Philip W. Magness and Sebastian N. Page have asserted that Lincoln continued to press for colonization after he issued the proclamation. Magness went so far as to challenge Neely’s treatment of Butler’s account, leaving the door open to the possibility that Lincoln did meet with Butler in a conversation where the subject of colonization might have come up. Magness also pursued the issue of James Mitchell’s role in Lincoln’s post-proclamation activities.
I found Magness’s work to be provocative, and I invited him to speak at the 2013 Benjamin P. Thomas Symposium of the Abraham Lincoln Association. At about the same time, Allen Guelzo offered a review of Magness and Page’s book to which Magness has taken exception. Basically, Guelzo dismisses a good deal of the book’s argument, while Magness suggests that certain documents whose existence are questioned by Guelzo do indeed exist.

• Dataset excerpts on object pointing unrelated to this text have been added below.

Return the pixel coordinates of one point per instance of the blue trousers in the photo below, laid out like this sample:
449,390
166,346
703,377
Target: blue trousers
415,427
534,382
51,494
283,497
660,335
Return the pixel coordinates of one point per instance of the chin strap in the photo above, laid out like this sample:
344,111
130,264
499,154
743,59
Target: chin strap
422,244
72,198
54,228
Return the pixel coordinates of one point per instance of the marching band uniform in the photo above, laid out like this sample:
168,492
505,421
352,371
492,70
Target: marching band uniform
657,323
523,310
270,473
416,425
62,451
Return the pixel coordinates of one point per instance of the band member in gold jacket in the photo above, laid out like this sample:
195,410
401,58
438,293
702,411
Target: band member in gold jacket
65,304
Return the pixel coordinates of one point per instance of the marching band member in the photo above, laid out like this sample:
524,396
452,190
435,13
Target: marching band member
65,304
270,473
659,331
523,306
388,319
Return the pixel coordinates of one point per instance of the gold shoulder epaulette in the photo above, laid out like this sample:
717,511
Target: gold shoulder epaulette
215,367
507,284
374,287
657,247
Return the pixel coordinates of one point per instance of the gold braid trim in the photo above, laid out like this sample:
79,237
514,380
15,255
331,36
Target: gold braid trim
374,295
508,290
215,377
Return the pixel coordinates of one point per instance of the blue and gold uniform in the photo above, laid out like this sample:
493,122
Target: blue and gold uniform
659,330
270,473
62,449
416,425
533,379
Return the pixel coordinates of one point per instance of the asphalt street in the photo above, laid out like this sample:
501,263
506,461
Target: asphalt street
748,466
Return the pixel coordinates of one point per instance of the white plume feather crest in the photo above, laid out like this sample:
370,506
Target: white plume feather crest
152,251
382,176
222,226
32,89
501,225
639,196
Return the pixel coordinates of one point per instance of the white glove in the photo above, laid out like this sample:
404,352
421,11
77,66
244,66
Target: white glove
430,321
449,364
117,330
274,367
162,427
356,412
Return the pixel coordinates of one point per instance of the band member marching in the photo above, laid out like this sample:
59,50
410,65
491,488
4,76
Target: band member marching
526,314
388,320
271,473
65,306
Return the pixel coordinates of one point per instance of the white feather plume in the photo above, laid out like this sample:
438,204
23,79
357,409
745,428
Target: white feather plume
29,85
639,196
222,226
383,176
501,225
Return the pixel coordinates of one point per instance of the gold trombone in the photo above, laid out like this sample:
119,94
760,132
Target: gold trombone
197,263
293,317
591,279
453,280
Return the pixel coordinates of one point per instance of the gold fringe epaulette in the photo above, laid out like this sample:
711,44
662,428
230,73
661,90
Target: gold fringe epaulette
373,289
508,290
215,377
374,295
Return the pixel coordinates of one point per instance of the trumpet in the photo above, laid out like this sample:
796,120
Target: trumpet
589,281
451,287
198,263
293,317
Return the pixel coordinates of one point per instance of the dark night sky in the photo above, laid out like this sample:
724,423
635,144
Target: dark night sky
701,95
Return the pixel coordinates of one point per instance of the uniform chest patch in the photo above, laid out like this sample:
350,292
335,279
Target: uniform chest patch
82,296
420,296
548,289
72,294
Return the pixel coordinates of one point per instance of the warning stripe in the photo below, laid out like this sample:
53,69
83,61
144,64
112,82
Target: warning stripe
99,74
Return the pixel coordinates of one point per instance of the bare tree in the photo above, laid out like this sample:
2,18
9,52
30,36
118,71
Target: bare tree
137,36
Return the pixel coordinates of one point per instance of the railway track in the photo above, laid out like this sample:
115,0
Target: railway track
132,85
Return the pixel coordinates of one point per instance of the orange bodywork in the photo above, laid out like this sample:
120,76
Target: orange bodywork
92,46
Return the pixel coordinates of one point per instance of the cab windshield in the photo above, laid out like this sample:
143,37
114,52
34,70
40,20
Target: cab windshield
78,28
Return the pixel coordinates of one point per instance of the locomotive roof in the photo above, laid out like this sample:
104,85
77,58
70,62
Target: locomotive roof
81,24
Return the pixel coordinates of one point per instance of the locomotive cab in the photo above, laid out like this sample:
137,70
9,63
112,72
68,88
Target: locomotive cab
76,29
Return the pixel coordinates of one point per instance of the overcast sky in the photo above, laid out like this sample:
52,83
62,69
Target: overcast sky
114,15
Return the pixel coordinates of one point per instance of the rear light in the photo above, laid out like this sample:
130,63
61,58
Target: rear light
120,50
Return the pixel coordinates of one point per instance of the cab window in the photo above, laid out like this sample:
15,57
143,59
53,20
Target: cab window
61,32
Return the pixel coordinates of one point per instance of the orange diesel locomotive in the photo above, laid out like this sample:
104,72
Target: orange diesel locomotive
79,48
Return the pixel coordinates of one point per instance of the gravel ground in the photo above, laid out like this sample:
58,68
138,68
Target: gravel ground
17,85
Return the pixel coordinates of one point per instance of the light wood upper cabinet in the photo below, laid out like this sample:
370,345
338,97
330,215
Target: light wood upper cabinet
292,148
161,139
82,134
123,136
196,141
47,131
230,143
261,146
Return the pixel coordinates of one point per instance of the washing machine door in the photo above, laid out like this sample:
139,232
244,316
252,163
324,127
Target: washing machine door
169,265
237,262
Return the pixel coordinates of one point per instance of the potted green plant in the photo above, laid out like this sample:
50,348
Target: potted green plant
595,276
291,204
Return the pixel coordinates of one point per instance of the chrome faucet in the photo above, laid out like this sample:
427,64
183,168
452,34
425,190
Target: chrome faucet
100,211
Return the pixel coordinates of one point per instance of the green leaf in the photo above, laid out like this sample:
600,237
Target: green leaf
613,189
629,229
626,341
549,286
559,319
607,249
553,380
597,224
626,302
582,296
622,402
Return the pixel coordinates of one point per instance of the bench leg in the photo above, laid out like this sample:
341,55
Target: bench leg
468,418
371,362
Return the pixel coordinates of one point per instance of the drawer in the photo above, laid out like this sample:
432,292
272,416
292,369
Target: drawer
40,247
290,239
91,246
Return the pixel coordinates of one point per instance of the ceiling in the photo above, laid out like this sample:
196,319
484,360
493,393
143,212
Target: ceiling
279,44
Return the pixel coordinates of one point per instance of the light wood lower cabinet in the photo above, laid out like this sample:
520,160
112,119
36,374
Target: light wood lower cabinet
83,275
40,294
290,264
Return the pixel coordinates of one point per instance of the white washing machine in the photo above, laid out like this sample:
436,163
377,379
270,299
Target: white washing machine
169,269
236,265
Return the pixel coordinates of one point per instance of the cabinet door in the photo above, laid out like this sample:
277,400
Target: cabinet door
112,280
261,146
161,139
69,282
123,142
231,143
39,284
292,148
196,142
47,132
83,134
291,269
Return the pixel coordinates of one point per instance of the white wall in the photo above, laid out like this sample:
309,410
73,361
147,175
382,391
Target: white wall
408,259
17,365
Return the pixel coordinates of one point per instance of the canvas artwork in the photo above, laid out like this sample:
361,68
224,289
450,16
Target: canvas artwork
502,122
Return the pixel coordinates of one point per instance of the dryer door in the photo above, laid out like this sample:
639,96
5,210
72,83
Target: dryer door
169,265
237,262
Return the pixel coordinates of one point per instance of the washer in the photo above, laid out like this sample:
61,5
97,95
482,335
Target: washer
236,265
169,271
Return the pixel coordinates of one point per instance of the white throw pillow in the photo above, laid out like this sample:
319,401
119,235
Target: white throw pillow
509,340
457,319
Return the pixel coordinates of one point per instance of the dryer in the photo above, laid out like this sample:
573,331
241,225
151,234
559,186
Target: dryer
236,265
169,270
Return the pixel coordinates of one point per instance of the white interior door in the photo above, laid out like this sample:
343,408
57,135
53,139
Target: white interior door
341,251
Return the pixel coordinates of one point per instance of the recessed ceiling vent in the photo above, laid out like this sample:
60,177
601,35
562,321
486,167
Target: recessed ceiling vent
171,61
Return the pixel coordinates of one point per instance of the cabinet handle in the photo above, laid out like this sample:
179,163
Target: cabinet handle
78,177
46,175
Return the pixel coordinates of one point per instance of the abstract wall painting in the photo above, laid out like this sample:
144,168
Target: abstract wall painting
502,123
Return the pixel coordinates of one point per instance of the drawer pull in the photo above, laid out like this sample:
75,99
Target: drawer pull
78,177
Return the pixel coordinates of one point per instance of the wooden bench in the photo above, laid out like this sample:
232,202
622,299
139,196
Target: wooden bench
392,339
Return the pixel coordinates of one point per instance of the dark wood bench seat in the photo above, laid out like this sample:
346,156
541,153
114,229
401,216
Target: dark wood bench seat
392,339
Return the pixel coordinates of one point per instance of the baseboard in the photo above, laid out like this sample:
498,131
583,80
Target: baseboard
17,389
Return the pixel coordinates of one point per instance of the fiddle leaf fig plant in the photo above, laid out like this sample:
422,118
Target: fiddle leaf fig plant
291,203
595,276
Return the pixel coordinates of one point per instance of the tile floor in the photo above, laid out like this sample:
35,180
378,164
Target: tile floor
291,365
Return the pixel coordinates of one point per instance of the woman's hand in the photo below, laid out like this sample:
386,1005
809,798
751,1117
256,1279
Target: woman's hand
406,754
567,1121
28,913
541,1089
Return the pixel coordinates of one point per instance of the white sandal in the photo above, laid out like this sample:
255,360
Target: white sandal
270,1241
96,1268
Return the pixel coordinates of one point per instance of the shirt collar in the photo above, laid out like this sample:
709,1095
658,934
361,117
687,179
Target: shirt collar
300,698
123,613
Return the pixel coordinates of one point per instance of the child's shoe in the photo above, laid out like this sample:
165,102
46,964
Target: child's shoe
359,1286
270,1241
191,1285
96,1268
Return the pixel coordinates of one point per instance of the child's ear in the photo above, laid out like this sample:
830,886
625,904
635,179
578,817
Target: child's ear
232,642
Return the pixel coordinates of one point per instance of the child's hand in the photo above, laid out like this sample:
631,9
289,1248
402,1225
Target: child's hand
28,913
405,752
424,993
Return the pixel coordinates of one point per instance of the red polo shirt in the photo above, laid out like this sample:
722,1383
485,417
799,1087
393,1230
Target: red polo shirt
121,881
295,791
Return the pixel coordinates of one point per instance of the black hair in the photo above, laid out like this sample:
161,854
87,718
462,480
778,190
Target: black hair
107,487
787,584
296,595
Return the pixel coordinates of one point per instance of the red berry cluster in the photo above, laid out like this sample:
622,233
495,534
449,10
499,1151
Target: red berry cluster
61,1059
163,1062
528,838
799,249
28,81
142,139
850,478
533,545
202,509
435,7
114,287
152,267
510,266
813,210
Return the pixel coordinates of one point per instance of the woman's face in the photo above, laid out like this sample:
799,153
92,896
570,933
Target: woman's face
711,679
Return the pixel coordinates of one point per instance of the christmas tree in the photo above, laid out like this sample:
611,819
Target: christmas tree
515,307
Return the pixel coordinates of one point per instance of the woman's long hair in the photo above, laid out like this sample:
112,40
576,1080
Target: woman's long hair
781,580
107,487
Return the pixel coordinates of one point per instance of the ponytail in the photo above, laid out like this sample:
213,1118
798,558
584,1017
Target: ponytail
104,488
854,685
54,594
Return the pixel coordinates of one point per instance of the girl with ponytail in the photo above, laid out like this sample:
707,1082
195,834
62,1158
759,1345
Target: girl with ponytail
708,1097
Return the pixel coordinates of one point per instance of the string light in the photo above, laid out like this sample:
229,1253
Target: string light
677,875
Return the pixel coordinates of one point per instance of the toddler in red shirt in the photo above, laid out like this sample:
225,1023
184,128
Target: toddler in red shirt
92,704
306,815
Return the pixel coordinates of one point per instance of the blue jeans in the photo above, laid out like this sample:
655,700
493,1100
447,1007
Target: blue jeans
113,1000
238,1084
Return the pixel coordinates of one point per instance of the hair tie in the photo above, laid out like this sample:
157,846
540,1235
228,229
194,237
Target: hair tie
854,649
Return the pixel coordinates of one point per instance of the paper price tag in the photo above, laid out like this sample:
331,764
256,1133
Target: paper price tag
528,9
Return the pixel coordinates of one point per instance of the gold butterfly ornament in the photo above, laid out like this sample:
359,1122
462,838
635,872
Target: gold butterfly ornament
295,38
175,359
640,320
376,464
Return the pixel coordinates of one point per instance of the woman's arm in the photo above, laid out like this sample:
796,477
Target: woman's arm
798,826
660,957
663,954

As Magness has charged Guelzo with “professional misconduct” in offering a “willfully mendacious portrayal” of Magness and Page’s findings, this disagreement does not promise to fade away quickly. One hopes that those fireworks do not distract from the more important implication of Magness and Page’s work: that while Lincoln may have gone silent in public about colonization, he remained committed to it as an option (if no longer the only one) behind the scenes.